Malcolm L. Stewart, a federal government attorney, said patent judges, appointed by the Secretary of Commerce in consultation with the director of the US Patent and Trademark Office, were properly overseen by the director, who, like the secretary of commerce, is appointed by the president and subject to confirmation by the Senate. The director, he said, provided the judges with sufficient oversight so that they were not “senior officers” who themselves demanded a presidential appointment.
“The Director can issue binding guidelines regarding substantive patent law,” said Mr. Stewart. “He can designate specific advice from the board as precedent, thus making these opinions binding on future panels. It can also decide whether a specific examination will be instituted and which judges will sit on the committee. “
Chief Justice John G. Roberts Jr. responded that these methods “appear to be more or less a means of twisting the arms” of patent judges who do not meet the direct control required. The only thing the director cannot do, the chief justice said, is to change a decision made by a panel of patent judges.
The case of United States v. Arthrex, # 19-1434, arises from a challenge filed by Smith & Nephew, a medical technology company, against patents owned by a competitor, Arthrex, on a medical device. A panel of patent judges ruled that Arthrex’s patents were invalid.
Arthrex appealed to the United States Court of Appeals for the Federal Circuit, a specialized court in Washington, saying the patent judges’ decision should be overturned because they had not been properly appointed.
The appeals court agreed, ruling that judges performed important work without supervision and were therefore constitutionally “senior officers”, meaning they had to be appointed by the president and confirmed by the Senate.
On Monday, Judge Sonia Sotomayor asked how it was possible to reconcile judicial independence, even for administrative judges, and presidential control. “Isn’t that totally at odds with a judicial system of any kind?” she said.

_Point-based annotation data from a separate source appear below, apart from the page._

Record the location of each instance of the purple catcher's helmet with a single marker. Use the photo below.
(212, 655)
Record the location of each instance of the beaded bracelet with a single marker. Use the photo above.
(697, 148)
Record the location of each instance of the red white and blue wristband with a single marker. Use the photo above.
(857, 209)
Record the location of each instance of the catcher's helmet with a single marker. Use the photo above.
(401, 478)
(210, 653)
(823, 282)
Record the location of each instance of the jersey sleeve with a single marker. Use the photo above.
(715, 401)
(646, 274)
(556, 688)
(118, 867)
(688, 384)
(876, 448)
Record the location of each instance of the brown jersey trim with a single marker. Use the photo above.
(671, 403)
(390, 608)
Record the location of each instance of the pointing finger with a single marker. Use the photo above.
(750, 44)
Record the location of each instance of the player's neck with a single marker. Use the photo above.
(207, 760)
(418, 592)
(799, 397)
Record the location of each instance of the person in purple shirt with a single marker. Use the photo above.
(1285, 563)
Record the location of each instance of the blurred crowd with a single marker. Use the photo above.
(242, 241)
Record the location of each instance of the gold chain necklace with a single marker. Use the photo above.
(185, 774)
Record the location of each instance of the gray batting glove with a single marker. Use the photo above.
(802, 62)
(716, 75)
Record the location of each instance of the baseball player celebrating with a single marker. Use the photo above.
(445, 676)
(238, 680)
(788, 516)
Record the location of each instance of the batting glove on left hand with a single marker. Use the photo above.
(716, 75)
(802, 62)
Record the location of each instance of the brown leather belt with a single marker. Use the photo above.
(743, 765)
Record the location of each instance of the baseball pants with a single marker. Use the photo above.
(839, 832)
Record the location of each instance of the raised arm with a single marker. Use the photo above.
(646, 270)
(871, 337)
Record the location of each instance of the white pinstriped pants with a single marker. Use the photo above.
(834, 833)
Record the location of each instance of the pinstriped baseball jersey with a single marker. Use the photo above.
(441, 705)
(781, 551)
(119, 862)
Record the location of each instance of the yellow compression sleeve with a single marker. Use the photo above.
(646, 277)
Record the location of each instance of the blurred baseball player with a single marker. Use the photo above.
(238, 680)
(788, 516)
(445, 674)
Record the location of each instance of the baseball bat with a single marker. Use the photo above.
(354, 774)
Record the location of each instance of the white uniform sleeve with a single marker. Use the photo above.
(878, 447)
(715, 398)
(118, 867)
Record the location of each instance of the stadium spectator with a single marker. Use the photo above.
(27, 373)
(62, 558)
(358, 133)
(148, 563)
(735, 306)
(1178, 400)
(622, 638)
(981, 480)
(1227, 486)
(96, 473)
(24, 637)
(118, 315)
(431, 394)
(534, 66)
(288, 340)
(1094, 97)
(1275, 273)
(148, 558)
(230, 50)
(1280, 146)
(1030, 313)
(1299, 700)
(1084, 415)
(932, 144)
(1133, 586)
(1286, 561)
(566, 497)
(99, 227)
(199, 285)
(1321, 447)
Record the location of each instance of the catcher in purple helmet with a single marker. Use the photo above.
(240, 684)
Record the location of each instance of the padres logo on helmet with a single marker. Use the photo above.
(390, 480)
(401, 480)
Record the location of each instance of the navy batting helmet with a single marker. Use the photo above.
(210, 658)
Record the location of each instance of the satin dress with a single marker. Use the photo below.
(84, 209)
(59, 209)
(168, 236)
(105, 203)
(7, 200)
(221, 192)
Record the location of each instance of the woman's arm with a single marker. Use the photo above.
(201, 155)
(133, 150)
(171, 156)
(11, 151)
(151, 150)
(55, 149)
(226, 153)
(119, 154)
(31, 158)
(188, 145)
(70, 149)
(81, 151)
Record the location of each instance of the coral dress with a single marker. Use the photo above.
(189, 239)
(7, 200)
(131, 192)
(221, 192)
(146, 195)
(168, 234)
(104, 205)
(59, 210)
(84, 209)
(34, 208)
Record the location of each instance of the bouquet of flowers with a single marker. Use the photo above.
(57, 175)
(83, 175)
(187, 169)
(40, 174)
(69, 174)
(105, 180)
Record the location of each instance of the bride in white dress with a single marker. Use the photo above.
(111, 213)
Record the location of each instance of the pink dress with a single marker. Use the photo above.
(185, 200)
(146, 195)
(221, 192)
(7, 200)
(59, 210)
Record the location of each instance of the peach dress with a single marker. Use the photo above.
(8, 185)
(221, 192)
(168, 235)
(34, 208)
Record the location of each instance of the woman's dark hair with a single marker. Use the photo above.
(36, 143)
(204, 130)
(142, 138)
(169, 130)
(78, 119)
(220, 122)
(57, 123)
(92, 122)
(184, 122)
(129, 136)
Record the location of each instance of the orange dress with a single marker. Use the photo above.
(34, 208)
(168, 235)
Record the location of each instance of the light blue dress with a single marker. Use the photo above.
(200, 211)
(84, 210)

Mark A. Perry, an attorney for Smith & Nephew, said the conflict warrants a flexible approach by Congress, an approach that should allow the current system. “There is an inherent tension in agency arbitration-type procedures between jurisdictional independence and presidential control,” he said, “and this balance can be achieved by Congress in so many ways and all over the place. long history has been achieved in many, many ways for so long. as the channels of authority are preserved.
But Jeffrey A. Lamken, an Arthrex lawyer, said more oversight was needed for executive officials who have the “final say in resolving billion-dollar disputes affecting the innovation landscape. “.
“For parties aggrieved by the loss of valuable rights,” he said, “there is no superior they can turn to asking them to overturn this bad decision.”
The appeals court’s solution to the constitutional problem was to strike down part of the law that protected patent judges from being dismissed without cause. This effectively demoted them from “senior officers,” the appeals court said.
The Supreme Court does not seem likely to adopt this particular solution and there does not appear to be a consensus on what should follow from a decision that patent judges were appointed in violation of the Constitution.
The Supreme Court’s ruling will affect more than 100 cases that were overturned by the appeals court, which originally ordered them to be repeated by juries of newly demoted patent judges. These hearings have been suspended while judges consider the case before them.